System Design: Distributed Web Crawler (1,000 Heterogeneous Workers)
Context
You are asked to design a production-grade web crawler that begins from a single seed URL and scales across 1,000 heterogeneous devices acting as distributed crawl workers. Devices vary in CPU, memory, network quality, and reliability.
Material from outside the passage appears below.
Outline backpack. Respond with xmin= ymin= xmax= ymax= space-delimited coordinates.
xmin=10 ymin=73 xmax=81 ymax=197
The system must be safe, polite, and resilient.
Assume: managed devices under your control; cross-Internet crawling; a long-running "campaign" that can be paused/resumed; and a need for near-real-time visibility into progress.
Requirements
Design the system covering the following:
-
URL frontier partitioning and deduplication
-
URL canonicalization; per-host/domain sharding; preventing duplicate enqueues; revisit policies.
-
Politeness policies
-
robots.txt parsing and caching; honoring crawl-delay and disallow rules; per-host/domain rate limiting and concurrency.
-
Prioritization
-
How URLs are ranked (depth, freshness, host/domain fairness, heuristics).
-
Retry strategy and content deduplication
-
Transient vs permanent errors; backoff; redirect handling; exact and near-duplicate content detection.
-
Failure handling and idempotency
-
Worker crashes; leases; replay; idempotent writes; dead-letter queues.
-
Coordination, work assignment, backpressure, and fetch semantics
-
Consistent hashing and/or queues; worker capability awareness; backpressure signaling; exactly-once vs at-least-once effects.
-
Storage schemas
-
Fetched pages and blobs; metadata and link graph; robots cache; frontier persistence.
-
Monitoring, alerting, and debugging
-
Metrics, logs, traces; per-host dashboards; sampling and replay.
-
Capacity planning
-
Estimating throughput, bandwidth, and storage; formulas and a concrete example.
-
Safety controls
-
Global and per-host limits; allow/block lists; legal/regulatory controls; kill-switches.
-
External APIs and data models
-
Enqueueing new URLs; querying status; fetching results.
Deliverables
-
High-level architecture with core components and data flows.
-
Algorithms/policies for the items above.
-
API shapes and data models (concise JSON examples are fine).
-
Back-of-the-envelope capacity estimates with assumptions.
-
Explicit assumptions and guardrails.